Evidence-based care processes are associated with improved outcomes for heart failure
Research Activities, September 2010, No. 361
Heart failure is an expensive, difficult-to-manage condition that costs Medicare more to treat than any other condition. Various performance measures have been established to improve the care of heart failure patients in the hospital. A recent study took a look at some of these processes of care to see how well they improved outcomes after patients were discharged. Measures related to drug therapy, particularly when they are based on clinical evidence, are the most helpful, according to the study.
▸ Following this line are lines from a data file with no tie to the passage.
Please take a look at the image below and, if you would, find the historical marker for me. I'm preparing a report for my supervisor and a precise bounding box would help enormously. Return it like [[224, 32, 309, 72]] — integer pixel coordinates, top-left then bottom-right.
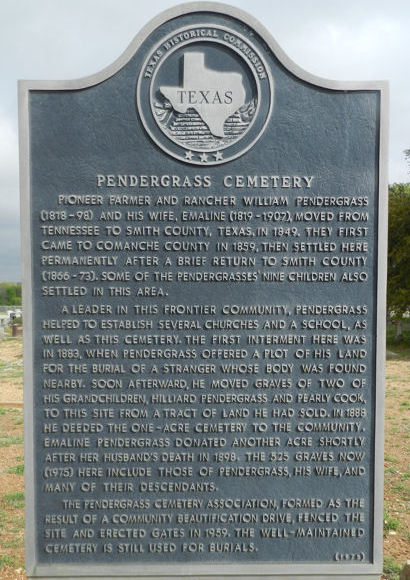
[[19, 3, 388, 579]]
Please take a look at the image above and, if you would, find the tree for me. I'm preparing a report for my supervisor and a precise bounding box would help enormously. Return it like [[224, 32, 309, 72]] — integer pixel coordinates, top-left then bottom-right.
[[405, 149, 410, 173], [387, 183, 410, 338], [0, 282, 22, 306]]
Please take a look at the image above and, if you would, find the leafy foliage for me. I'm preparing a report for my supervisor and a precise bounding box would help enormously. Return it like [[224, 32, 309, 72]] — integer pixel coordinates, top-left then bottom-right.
[[0, 282, 22, 306], [387, 183, 410, 320], [404, 149, 410, 172]]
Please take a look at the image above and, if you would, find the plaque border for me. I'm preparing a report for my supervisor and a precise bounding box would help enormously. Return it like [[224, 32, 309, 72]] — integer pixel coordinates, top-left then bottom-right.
[[19, 2, 388, 578]]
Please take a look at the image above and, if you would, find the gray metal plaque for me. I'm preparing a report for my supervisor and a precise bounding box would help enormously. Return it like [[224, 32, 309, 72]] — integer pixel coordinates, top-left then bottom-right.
[[19, 3, 388, 579]]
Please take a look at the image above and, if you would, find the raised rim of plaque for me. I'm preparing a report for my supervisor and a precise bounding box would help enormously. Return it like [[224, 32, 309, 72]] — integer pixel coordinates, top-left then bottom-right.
[[19, 2, 388, 578]]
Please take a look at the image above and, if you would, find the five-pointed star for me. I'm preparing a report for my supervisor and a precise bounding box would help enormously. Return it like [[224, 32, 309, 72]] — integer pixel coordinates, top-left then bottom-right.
[[213, 151, 223, 161], [200, 153, 208, 163], [184, 150, 194, 160]]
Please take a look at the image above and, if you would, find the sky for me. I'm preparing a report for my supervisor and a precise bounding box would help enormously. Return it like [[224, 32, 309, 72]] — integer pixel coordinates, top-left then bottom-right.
[[1, 0, 409, 282]]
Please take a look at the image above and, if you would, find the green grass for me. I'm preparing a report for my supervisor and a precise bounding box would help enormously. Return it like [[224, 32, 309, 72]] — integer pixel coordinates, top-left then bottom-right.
[[0, 509, 6, 530], [0, 554, 17, 568], [8, 514, 24, 533], [2, 491, 24, 509], [385, 466, 397, 474], [383, 503, 401, 536], [392, 482, 405, 493], [0, 360, 22, 368], [383, 556, 403, 579], [384, 512, 400, 534], [0, 435, 23, 448], [393, 480, 410, 501], [11, 410, 23, 425], [6, 463, 24, 475], [2, 537, 24, 548], [0, 369, 23, 379]]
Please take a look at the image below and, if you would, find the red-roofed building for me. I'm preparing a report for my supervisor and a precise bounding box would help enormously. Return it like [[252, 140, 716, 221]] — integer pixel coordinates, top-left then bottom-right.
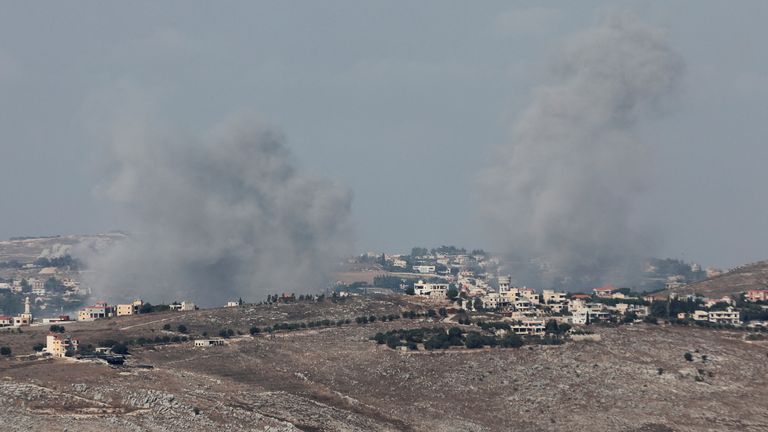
[[570, 294, 591, 300], [593, 284, 616, 298], [745, 290, 768, 302], [0, 315, 11, 327]]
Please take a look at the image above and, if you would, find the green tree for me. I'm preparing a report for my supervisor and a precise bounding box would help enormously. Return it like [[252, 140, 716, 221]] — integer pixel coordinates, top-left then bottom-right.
[[0, 346, 11, 356], [446, 287, 459, 300], [684, 352, 694, 362], [162, 323, 171, 330], [464, 333, 484, 349], [545, 320, 560, 334], [500, 334, 524, 348], [473, 297, 484, 311], [622, 312, 638, 323], [385, 335, 401, 349], [177, 324, 188, 333]]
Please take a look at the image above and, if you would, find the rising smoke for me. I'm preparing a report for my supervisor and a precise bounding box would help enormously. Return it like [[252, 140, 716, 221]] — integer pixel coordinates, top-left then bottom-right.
[[481, 16, 684, 289], [82, 116, 353, 305]]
Researchers reviewed Medicare data on 20,441 patients listed in a heart failure registry as well as process-of-care information. They selected six performance measures to examine. These included any beta-blocker or any evidence-based beta-blocker given at discharge for left ventricular systolic dysfunction (LVSD), warfarin (a blood thinner) for patients with atrial fibrillation, and an aldosterone antagonist for patients with LVSD. Two nondrug performance measures were implanting a cardioverter-defibrillator (ICD) in patients with left ventricular ejection fraction of 35 percent or less (normal ejection fraction, a measure of the heart's pumping power, is 50-70 percent) and referral to a heart failure disease management program. They measured hospital adherence to each process of care and several patient outcomes: mortality at 1 year after discharge, 1-year cardiovascular readmission rates, and 60-day mortality and cardiovascular readmission rates.
Hospital adherence rates varied widely for the six performance measures. The highest rate was for any beta-blocker (82 percent), while the lowest rate was found for disease management referral (7 percent). Uses of any beta-blocker, evidence-based beta-blocker, aldosterone antagonist, and ICD were significantly associated with lower 1-year mortality. For every 10 percent increase in one of these performance measures, there was a 5 to 8 percent lower risk of dying at 1 year after hospital discharge. These four processes-of-care measures can be used to evaluate hospital-level quality of care for heart failure and should be considered for inclusion in all heart failure programs, suggest the study authors. Their study was supported in part by the Agency for Healthcare Research and Quality (HS10548).
See "Relationships between emerging measures of heart failure processes of care and clinical outcomes," by Adrian F. Hernandez, M.D., M.H.S., Bradley G. Hammill, M.S., Eric D. Peterson, M.D., M.P.H., and others in the March 2010 American Heart Journal 159, pp. 406-413.